When I arrived at the hospital to see my uncle, stethoscope in hand, I was prepared for the worst. As I entered his room I was shocked to see him sitting in a chair, hunched over, gasping for air. Using my own stethoscope, I listened to his chest and heard crackles at the base of both lungs, indicating the presence of fluid. His heart was malfunctioning and blood was starting to flow backward. Like Ms. Echaquan, my uncle’s lungs were filling with fluid, as his heart was no longer able to pump the blood forward and he was essentially drowning in his own body. He had no cardiac monitors, no oxygen, no cardiac medications, in a room far away from the nursing station. All they had given him was a low dose of Tylenol, and he had been sitting that way for a week.
I asked the nurse to page the physician on call and was told that she “would decide when the physician needed to be called.” The morning came and went and the on call physician never made his rounds. My uncle needed to be transferred to a cardiac unit at a tertiary care centre or he would die. This required a cardiologist at the receiving hospital to accept his transfer. Since he had already been in the rural hospital for one week, I didn’t trust them to make the referral and took matters into my own hands.
I called a cardiologist friend in England to discuss my uncle’s case and he was quick to agree that my uncle was experiencing heart failure. Immediately, he contacted one of his cardiology colleagues in Alberta, who agreed to accept the transfer. By this point it was late afternoon and I was finally able to speak with the on call physician. He explained that my uncle’s shortness of breath was caused by anxiety – but anxiety does not cause fluid to crackle in the lungs. When my uncle finally arrived at the cardiac unit in Edmonton, he was experiencing congestive heart failure and liver failure. Had I not taken the extraordinary steps to get him transferred, he likely would have died.

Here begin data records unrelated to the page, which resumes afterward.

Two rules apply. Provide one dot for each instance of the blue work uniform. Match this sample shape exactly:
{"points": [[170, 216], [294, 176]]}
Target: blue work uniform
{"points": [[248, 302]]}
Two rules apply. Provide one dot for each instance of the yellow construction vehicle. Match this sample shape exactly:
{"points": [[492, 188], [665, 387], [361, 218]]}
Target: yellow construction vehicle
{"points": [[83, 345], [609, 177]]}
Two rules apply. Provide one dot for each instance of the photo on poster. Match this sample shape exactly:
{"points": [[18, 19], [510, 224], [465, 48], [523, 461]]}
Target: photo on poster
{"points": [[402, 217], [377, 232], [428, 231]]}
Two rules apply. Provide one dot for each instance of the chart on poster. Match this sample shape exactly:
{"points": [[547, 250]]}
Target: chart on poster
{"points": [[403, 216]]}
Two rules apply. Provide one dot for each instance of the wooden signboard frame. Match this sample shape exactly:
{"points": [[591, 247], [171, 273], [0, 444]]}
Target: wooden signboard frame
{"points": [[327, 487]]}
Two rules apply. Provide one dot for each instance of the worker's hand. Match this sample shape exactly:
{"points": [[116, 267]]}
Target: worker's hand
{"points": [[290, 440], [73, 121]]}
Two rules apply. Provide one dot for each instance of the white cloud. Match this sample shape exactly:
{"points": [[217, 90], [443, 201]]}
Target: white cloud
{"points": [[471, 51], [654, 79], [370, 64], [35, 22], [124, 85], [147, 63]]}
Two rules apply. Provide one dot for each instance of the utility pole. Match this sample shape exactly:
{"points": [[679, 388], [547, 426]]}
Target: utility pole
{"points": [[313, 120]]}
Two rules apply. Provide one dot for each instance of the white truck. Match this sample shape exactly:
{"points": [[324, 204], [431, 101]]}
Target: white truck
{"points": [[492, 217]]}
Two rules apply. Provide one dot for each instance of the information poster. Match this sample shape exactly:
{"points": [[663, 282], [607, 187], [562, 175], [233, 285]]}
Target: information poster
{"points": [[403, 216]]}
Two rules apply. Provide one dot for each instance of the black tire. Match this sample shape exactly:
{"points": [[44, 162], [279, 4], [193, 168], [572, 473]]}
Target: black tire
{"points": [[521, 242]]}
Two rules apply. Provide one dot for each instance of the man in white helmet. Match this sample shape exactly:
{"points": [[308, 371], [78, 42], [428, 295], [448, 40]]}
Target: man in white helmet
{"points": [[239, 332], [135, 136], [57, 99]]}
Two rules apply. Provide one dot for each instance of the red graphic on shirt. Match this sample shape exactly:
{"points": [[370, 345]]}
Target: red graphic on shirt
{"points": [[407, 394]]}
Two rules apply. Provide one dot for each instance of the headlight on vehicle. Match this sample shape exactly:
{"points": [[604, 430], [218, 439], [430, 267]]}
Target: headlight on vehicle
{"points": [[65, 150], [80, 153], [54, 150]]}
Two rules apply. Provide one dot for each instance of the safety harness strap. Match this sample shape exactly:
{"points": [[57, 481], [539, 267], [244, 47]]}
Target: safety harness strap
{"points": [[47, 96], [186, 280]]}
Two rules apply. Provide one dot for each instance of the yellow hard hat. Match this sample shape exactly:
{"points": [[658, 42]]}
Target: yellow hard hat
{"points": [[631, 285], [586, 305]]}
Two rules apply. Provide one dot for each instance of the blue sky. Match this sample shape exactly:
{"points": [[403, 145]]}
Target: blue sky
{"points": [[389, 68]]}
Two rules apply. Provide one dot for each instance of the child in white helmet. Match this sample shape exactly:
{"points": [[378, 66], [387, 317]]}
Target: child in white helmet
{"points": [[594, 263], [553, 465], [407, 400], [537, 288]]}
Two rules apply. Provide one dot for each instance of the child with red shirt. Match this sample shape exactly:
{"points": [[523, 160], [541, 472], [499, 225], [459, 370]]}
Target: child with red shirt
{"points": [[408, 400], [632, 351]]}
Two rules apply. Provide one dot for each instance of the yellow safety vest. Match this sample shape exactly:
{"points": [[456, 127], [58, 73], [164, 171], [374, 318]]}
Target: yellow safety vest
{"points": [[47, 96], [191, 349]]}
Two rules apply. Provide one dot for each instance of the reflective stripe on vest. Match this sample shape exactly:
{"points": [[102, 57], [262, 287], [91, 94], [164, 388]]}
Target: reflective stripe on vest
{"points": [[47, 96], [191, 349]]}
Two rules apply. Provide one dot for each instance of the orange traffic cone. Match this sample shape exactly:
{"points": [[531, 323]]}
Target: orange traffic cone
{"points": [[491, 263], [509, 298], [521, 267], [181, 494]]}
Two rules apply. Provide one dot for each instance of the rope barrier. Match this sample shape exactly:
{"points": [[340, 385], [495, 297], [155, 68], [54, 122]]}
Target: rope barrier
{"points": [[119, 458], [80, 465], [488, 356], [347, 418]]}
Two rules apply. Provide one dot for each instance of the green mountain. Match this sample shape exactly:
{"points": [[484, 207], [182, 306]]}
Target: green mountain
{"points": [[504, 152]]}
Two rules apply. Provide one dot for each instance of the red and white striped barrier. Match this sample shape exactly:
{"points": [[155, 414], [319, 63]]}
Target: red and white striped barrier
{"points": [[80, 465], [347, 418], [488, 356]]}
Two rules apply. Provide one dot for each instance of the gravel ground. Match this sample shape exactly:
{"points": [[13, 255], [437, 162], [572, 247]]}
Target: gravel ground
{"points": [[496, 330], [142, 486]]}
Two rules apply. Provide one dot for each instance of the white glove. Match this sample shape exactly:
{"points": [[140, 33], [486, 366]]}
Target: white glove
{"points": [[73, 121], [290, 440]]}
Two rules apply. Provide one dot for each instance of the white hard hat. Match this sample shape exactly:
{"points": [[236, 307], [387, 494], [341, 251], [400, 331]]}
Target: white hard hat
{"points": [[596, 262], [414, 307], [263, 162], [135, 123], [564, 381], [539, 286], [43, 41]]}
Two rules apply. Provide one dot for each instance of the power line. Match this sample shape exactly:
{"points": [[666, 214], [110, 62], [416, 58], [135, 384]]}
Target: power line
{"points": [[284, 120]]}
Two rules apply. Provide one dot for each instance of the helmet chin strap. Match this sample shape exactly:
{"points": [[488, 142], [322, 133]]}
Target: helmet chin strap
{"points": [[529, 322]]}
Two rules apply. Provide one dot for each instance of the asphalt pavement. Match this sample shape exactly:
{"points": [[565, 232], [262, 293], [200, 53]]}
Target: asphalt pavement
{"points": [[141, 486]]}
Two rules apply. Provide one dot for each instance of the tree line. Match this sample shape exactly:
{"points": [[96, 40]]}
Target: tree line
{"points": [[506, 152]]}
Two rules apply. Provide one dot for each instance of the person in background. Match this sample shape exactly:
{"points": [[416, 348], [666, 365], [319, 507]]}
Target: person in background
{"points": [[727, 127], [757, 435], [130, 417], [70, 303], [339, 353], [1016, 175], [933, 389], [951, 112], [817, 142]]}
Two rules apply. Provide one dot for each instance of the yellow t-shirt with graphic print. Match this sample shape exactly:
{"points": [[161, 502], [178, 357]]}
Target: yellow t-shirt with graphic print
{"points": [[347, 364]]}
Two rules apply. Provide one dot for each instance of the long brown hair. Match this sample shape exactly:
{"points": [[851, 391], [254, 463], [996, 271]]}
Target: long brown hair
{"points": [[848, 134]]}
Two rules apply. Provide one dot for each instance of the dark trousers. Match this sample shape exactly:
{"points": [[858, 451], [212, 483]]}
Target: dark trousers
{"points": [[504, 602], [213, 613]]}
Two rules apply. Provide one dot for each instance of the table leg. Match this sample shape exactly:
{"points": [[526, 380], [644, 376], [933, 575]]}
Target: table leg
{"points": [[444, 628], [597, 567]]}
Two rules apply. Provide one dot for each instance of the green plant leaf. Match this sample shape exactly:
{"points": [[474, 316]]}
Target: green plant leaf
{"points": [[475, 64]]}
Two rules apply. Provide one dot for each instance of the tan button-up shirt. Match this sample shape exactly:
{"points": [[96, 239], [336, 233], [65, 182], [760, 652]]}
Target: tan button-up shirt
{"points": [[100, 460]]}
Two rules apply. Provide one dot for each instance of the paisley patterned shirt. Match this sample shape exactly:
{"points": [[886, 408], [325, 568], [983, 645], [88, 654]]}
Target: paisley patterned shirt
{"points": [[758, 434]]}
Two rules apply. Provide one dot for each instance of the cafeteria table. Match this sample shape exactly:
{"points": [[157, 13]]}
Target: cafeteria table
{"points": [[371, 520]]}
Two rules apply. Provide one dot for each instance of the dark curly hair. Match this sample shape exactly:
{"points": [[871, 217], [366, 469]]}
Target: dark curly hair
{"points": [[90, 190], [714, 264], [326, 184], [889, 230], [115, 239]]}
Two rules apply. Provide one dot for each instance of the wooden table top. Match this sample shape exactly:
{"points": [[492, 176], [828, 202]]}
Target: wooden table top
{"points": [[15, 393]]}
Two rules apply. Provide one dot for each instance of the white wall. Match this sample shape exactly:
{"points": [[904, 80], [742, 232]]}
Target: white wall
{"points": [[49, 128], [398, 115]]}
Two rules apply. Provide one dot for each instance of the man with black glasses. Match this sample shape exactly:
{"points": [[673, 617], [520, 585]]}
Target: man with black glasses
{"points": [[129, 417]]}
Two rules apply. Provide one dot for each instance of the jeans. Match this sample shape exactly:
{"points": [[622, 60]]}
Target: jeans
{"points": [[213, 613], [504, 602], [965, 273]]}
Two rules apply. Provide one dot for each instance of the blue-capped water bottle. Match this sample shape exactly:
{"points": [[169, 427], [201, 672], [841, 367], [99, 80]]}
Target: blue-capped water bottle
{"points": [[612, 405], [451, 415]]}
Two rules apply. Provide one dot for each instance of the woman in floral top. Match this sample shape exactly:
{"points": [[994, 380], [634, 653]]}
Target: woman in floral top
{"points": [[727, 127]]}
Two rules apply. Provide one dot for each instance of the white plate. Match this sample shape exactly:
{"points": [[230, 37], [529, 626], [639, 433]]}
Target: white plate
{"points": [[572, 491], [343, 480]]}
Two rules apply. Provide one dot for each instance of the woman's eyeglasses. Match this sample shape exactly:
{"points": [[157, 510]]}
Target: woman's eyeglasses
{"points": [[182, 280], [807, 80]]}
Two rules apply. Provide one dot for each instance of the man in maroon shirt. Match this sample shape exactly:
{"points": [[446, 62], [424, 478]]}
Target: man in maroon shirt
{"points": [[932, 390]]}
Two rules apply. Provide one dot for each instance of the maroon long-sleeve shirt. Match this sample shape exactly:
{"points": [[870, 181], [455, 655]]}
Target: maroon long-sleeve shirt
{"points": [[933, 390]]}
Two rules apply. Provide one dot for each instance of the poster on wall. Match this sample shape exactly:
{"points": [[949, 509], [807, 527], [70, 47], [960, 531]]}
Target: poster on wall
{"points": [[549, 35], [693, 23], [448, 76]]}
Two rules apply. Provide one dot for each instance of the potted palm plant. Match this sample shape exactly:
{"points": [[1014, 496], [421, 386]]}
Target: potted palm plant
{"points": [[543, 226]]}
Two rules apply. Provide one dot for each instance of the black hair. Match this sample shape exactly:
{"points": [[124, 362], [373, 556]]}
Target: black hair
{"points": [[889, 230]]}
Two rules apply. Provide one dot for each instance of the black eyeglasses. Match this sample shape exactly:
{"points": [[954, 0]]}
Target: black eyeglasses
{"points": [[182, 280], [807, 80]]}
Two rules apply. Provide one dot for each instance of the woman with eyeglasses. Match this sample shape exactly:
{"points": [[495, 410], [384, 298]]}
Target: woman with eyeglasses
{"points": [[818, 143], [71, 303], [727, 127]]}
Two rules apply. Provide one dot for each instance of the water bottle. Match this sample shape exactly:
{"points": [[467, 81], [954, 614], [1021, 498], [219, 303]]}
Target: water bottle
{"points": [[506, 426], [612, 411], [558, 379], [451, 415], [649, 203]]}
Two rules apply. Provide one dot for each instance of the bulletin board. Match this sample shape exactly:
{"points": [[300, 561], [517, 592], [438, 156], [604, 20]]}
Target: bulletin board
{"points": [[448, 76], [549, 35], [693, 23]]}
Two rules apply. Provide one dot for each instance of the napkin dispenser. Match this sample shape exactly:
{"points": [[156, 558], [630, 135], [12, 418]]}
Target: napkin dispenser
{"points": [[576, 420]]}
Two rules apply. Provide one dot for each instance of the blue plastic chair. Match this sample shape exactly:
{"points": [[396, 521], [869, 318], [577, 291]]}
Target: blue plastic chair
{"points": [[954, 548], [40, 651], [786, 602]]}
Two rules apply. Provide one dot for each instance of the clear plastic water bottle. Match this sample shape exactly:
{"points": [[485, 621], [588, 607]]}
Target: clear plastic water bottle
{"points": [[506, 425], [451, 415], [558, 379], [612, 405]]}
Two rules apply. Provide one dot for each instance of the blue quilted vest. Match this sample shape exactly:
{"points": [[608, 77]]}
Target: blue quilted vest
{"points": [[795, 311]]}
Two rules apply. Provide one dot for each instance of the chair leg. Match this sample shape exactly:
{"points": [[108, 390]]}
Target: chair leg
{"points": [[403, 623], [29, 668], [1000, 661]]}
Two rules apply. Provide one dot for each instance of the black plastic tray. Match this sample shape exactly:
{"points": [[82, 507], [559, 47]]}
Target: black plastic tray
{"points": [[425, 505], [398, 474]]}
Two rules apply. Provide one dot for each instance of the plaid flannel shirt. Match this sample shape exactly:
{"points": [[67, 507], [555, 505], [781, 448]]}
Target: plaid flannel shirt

Racism and systemic bias disproportionately affect Indigenous Peoples in Canada, resulting in higher levels of negative health outcomes and unnecessary deaths. Racism is experienced by both Indigenous patients and Indigenous health care providers. This pattern of abuse is consistent with the long history of systemic oppression perpetuated by Canada and its institutions against First Nations Peoples. This is a violation of the treaty agreements on health, which continue to be in full force and effect.
Extraordinary measures should not have to be taken by Indigenous Peoples to receive basic standards of care. It is clear that the current health care system needs to change: complaints procedures need to be culturally safe and trauma informed and most importantly, restorative actions need to occur when adverse events are reported. To improve Indigenous health, adequate financial resources and investments must be made to develop health care infrastructure, including rebuilding the Indigenous health systems decimated by federal legislation since Confederation.
Leaving health care provision to the provinces and territories without proper quality control measures will only lead to more of the same. When will enough be enough? Our collective treaty agreements allowed for us to live together in peace and friendship and to take care of one another as members of the human family. We started out in this way, and First Nations are still waiting for our treaty partners to remember this.